Cloud : Google répond à AWS dans la seconde

 

Le Cloud, c’est l’agilité, aiment à vanter les fournisseurs de services de cloud computing. Ces mêmes entreprises démontrent qu’elles savent s’appliquer ce principe d’agilité. Au moins sur le plan commercial.

La semaine dernière, le champion mondial du cloud public, AWS, annonçait la facturation à la seconde. Se posait la question de la réaction de la concurrence. En tout cas, celle du quand. Google vient de fournir la réponse.

La seconde à effet immédiat, et Windows compris

Mardi 26 septembre, la firme de Mountain View a basculé sur le paiement à la seconde sur son service cloud. Et la formule entre en vigueur immédiatement. Une manière, à peu de frais, pour Google de prendre de vitesse AWS.

La tarification à la seconde chez Amazon entrera en effet en application à compter du 2 octobre. Le modèle à la seconde de Google concerne les produits de base de sa plateforme, dont Compute Engine et App Engine.

Google se différencie d’AWS sur un autre point, moins anecdotique que le calendrier : la nature des machines virtuelles. La nouvelle facturation s’applique aussi bien aux serveurs Linux que Windows. Du côté d’AWS, seules les instances Linux sont concernées pour le moment. Les VM Windows continuent donc d’être facturées à l’heure.

Lors de son annonce, Amazon citait les économies générées comme un argument en faveur du paiement à la seconde. Google se montre sur ce point plus pondéré – et plus sincère ? La firme estime que l’économie pour un utilisateur moyen est de 99 cents par jour.

L’argument prix à relativiser

« Dans la plupart des cas, la différence entre la facturation par minute et par seconde est très faible – nous l’estimons à une fraction de pourcentage » écrit sur le blog de Google, un dirigeant de Compute Engine, Paul Nash.

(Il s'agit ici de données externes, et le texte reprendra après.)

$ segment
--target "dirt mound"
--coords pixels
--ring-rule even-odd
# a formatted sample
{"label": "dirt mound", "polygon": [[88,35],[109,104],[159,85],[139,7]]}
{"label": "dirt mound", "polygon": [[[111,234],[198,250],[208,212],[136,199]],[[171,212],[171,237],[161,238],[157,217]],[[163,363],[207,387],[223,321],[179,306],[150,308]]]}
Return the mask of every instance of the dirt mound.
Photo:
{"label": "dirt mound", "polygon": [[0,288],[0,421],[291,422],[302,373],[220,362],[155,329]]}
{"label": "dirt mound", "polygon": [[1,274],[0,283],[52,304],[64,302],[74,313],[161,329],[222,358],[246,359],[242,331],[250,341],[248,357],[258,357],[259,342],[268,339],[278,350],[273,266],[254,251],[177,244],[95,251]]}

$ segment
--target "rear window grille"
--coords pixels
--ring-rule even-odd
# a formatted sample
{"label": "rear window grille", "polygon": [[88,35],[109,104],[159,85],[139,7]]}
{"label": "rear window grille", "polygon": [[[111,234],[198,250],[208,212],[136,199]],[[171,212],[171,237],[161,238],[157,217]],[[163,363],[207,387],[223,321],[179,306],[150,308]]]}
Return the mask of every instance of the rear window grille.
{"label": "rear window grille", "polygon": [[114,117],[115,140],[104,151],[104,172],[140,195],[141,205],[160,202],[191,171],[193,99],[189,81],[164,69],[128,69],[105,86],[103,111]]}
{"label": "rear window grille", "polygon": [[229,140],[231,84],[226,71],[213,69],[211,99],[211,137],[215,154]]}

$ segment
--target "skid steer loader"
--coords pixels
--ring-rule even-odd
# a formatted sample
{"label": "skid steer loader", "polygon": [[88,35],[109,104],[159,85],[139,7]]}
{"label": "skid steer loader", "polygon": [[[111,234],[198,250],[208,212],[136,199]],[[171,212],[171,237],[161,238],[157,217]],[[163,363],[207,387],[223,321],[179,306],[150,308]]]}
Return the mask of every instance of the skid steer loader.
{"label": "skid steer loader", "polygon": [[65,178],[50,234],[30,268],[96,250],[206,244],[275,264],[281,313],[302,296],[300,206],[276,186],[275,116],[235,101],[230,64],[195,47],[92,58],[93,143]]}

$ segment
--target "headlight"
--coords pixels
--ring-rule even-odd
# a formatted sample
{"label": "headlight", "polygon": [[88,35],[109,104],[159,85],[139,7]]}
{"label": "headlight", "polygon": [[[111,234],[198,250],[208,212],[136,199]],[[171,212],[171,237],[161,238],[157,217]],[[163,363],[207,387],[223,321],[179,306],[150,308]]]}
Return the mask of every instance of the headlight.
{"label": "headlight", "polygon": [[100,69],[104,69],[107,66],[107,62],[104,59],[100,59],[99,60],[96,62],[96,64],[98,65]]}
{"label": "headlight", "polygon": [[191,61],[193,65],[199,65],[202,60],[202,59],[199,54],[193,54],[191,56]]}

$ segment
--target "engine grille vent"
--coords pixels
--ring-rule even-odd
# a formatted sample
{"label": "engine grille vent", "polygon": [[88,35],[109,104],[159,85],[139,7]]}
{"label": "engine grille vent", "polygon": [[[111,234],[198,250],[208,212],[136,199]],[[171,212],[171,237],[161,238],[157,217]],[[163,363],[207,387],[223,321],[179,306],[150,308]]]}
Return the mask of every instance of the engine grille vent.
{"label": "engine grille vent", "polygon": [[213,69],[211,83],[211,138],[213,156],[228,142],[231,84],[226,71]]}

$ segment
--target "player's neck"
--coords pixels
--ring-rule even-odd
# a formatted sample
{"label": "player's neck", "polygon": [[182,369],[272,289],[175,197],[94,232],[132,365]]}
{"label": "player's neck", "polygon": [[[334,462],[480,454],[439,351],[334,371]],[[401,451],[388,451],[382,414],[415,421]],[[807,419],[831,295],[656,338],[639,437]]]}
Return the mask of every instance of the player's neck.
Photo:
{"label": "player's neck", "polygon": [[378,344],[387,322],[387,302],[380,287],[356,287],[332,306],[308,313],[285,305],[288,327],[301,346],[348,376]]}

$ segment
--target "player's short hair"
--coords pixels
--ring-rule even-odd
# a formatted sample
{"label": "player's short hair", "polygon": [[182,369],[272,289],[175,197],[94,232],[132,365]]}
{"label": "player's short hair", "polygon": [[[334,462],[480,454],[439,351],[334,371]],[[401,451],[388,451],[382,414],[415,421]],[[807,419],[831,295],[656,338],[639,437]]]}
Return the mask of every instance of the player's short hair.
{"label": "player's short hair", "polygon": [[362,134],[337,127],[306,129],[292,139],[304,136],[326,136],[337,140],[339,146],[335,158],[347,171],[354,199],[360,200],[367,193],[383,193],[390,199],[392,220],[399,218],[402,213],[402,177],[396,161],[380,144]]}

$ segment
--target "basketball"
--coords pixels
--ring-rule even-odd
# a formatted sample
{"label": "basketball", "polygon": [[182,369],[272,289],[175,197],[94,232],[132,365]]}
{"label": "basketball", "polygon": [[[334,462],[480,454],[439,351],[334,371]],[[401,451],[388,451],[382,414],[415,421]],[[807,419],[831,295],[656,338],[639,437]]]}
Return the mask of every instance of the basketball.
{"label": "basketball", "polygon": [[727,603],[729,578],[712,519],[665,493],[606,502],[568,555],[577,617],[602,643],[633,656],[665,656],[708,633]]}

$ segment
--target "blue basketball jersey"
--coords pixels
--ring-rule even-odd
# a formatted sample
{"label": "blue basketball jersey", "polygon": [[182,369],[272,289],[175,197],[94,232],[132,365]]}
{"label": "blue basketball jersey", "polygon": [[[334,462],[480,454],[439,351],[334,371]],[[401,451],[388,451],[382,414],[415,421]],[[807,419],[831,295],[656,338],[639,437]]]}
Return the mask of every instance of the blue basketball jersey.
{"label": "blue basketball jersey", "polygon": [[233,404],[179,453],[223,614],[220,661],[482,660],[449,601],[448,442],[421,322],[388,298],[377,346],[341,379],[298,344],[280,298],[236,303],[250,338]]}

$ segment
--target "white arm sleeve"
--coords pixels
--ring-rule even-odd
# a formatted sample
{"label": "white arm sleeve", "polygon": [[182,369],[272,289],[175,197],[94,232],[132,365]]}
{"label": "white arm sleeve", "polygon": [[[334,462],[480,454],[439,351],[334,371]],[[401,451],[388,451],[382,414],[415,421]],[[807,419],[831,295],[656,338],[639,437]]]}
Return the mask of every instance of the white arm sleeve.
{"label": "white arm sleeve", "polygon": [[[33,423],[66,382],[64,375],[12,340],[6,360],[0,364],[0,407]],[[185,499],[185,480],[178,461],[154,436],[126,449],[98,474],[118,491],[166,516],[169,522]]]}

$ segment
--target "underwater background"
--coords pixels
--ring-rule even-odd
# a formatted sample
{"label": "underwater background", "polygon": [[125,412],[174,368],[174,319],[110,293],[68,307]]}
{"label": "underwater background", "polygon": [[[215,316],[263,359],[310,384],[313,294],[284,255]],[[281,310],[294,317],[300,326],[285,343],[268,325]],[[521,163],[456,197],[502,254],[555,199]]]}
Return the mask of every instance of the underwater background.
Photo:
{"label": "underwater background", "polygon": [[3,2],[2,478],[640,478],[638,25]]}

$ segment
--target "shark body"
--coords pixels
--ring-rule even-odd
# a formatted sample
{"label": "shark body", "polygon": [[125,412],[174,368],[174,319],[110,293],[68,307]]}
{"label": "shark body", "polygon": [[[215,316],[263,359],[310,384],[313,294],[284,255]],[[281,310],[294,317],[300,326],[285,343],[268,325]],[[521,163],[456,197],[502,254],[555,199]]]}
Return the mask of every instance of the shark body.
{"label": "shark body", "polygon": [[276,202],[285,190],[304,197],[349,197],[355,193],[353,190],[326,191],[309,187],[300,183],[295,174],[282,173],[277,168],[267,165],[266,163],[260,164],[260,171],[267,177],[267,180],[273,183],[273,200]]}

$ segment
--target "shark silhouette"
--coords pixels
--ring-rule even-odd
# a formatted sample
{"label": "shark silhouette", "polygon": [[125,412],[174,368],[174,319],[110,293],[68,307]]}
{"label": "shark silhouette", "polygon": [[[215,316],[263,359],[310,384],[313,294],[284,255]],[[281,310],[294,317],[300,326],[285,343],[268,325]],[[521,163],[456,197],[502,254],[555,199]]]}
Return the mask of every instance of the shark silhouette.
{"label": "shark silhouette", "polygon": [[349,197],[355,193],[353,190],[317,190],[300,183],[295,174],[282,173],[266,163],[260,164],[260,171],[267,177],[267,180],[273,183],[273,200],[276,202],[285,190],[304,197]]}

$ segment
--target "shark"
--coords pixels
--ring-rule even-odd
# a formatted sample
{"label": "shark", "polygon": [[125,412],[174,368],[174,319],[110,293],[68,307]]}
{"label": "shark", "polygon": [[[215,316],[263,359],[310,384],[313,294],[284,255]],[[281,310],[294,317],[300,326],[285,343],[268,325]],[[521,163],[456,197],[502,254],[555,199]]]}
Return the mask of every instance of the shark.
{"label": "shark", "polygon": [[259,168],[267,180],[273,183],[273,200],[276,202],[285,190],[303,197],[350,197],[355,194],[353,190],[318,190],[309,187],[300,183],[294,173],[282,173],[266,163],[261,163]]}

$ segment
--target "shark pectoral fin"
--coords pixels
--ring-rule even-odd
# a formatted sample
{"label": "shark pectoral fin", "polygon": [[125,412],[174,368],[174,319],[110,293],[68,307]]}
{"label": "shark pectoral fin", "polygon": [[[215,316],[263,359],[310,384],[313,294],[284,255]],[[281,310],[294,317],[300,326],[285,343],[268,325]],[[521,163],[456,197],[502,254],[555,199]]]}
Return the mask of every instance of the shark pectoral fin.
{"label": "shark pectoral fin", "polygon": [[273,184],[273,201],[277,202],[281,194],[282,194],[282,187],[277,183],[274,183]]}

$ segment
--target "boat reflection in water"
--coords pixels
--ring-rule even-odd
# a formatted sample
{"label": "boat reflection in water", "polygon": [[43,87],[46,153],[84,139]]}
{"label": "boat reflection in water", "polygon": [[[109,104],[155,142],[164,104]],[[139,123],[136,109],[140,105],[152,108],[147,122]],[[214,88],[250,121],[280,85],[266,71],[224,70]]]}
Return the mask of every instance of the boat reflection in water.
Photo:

L’élasticité est certainement un argument plus solide à prendre en compte pour les utilisateurs des services cloud. Amazon et Google ne sont d’ailleurs pas des précurseurs en ce qui concerne le paiement à la seconde.

Dans un courriel adressé la semaine dernière à la rédaction de ZDNet.fr, le service de presse du Français Outscale rappelait avoir lancé un an auparavant ce mode de facturation. Le prestataire pèse plusieurs millions d’euros (15 en 2015). Bien loin des revenus générés sur ce marché par AWS et Google, dont les pratiques sont plus susceptibles d’influer sur l’ensemble du secteur.